C.W. (Bill) McMillan, a long-time lobbyist and consultant for the U.S. beef cattle industry and briefly an Agriculture Department assistant secretary, died Wednesday of heart failure. He was 95. 

He left a significant legacy on legislation and policy affecting the meat industry in the United States and internationally.

Following U.S. Navy service in China and the Pacific, McMillan graduated from Colorado State University in 1948 and became a county agricultural extension agent in La Jara and Julesburg, Colorado. He also worked in the office of the dean of students at Colorado State. He became a division head in the Swift & Co. agricultural research department in Chicago in 1954.
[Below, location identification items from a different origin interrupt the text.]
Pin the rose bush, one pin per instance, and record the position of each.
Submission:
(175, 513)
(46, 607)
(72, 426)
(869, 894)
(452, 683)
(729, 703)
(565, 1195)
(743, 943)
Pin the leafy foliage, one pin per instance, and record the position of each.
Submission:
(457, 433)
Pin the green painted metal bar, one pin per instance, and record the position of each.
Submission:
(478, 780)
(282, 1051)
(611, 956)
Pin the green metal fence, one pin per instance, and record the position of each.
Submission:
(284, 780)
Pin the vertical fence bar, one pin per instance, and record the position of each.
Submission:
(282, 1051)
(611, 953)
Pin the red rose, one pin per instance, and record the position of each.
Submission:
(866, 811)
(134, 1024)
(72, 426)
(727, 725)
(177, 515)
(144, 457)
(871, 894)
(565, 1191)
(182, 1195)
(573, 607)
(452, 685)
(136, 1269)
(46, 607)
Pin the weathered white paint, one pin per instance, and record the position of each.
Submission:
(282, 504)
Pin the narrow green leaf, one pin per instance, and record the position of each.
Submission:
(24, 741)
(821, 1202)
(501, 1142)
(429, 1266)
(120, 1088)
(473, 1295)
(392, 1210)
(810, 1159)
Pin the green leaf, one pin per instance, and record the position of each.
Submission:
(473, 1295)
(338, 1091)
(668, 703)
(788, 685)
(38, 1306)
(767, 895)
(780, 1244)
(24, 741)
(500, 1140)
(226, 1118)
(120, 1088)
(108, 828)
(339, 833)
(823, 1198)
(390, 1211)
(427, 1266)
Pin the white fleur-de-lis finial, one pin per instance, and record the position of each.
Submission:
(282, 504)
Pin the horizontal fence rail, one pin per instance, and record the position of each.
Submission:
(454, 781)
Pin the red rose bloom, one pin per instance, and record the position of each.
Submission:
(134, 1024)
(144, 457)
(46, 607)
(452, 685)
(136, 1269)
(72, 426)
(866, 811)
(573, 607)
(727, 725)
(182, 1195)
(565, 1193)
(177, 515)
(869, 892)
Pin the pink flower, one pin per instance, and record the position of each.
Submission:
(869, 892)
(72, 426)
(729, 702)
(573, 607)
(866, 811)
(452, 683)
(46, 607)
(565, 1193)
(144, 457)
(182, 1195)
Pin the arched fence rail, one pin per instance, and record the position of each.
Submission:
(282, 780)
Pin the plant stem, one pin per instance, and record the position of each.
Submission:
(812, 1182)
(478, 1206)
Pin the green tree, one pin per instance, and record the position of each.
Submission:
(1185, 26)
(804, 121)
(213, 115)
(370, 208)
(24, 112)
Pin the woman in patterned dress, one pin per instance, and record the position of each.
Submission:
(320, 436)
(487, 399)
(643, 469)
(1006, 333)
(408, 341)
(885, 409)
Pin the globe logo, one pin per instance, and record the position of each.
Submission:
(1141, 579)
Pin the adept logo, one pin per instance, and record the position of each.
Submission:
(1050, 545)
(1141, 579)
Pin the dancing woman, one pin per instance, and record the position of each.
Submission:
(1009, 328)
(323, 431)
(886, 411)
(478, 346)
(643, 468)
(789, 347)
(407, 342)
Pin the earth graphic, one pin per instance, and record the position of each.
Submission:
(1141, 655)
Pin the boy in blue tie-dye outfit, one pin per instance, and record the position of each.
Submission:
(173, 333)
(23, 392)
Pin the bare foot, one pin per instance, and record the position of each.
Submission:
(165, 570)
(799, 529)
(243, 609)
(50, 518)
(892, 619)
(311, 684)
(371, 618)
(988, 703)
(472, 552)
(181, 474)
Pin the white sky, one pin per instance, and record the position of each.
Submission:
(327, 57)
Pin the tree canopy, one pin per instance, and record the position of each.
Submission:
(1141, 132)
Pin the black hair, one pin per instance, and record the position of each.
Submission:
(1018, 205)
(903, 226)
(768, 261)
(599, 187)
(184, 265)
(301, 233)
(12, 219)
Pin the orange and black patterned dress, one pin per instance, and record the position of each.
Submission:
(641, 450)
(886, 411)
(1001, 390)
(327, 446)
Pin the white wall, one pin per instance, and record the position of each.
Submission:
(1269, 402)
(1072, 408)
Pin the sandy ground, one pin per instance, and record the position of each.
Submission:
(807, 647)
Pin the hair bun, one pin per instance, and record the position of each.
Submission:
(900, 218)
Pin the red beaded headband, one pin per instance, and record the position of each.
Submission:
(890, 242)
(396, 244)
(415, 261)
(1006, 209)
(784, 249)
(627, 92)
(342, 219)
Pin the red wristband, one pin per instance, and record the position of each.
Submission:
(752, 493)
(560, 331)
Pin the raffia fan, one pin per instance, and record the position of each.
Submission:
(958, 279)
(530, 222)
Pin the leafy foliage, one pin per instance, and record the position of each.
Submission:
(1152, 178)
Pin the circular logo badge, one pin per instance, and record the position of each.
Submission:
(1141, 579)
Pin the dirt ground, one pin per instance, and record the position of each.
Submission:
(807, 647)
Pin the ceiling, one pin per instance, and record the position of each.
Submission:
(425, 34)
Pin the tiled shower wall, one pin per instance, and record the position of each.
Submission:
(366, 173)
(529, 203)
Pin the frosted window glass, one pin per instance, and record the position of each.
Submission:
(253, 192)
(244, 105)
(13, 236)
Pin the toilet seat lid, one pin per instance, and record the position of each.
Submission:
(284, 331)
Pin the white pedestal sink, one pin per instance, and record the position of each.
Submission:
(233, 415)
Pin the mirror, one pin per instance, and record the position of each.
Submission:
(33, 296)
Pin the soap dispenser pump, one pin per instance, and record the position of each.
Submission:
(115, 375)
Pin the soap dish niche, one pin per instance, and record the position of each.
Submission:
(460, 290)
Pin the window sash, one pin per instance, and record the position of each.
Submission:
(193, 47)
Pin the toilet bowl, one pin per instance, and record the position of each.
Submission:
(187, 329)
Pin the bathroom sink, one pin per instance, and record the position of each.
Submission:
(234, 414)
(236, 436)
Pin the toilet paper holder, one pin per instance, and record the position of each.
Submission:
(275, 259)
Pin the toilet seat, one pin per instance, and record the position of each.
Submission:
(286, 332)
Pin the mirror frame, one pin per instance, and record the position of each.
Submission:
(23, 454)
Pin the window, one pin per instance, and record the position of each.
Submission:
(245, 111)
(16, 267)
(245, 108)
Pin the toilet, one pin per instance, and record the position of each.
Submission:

McMillan joined what then was known as the American National Cattlemen’s Association in Denver in 1959, serving as its executive vice president for 11 years and opened its Washington office in 1970. He became vice president for Washington affairs when the ANCA merged with the National Livestock Feeders Association to become the National Cattlemen’s Association (NCA) in 1977. The group now is known as the National Cattlemen’s Beef Association.

McMillan was a key player in enactment of the Meat Import Act of 1964 and subsequent amendments which helped regulate imports of competing beef and cattle. He also had a hand in negotiations leading to the Wholesome Meat Act of 1967, which brought important structural changes to meat processing in the United States and abroad.

During the 1970s, he was credited with helping shape creation of the Four-Nation Beef Group (the U.S., Canada, Australia and New Zealand); Mexico was added later to form the Five-Nation Beef group, which still meets annually to address key industry and trade issues. He and the late former Secretary of Agriculture Richard E. Lyng were cofounders of the U.S. Meat Export Federation, which has become an influential force in world meat trade.

Former President Ronald Reagan nominated McMillan to be USDA’s assistant secretary for marketing and transportation services in January 1981. He resigned four years later to create a consulting service, largely specializing in food safety, animal and plant health and international trade in meat and poultry. He was inducted into the Meat Industry Hall of Fame in November 2016.